It is humiliating to have to do LeetCode grinding for

Perceived Problems with LeetCode‑Style Interviews

  • Many see grinding algorithm puzzles as humiliating and disconnected from real work, especially for senior engineers with long track records or open‑source portfolios.
  • Complaints that questions often reward memorization of “obscure” algorithms rather than general problem‑solving or product skills.
  • Some note that success is heavily correlated with recent practice; needing weeks of prep for a job you’re already good at feels wrong.
  • Algorithmic tests are viewed by some as subtly ageist: older engineers never faced these in school and may be filtered out despite experience.
  • For most jobs, actual work is CRUD, systems thinking, communication, and maintainability, not graph algorithms under time pressure.

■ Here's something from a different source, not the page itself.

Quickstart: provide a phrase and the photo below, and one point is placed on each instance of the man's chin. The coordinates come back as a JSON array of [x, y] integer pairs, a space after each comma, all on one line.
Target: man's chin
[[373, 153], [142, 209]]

Defenses and Justifications

  • Others argue basic DS/algorithms are foundational, like scales for musicians or drills for athletes; demonstrating them shouldn’t be considered degrading.
  • Coding screens act as a “stupid test” in a world of inflated resumes and degrees; many applicants cannot solve even FizzBuzz‑level tasks.
  • LeetCode performance is seen by some as correlated with CS fundamentals, grit, and ability to reason from first principles.
  • Top companies and saturated markets can afford to filter on both LeetCode and other dimensions.

Alternatives and Modifications

  • Suggestions:
    • Short, relevant work samples or take‑home tasks with clear rubrics, PRs, linting, and repo usage.
    • Let candidates submit existing public work (OSS, prior projects) plus written context instead of a canned challenge.
    • Lightweight, realistic coding tasks (“type 2” LeetCode: prototype a solution to a real-ish problem) rather than puzzle‑style questions.
  • Some prefer LeetCode over highly stack‑specific grilling or purely subjective “culture fit” chats.

Career Choices and Coping Strategies

  • Several report avoiding or leaving traditional SWE roles because of LeetCode, moving into cybersecurity, data analysis, or ops where tests are more job‑aligned.
  • Others accept the system pragmatically: grind intensely for a period, secure higher‑paying roles, then stop.
  • A minority enjoys LeetCode as a hobby and claims it improved day‑to‑day coding intuition.

Broader Concerns

  • Debate over power imbalance: long multi‑stage processes, unpaid lengthy exams, relocation/probation risks vs. employer flexibility.
  • Tension between wanting more objective hiring and recognizing that narrow proxies can select for “LeetCode engineers” over well‑rounded ones.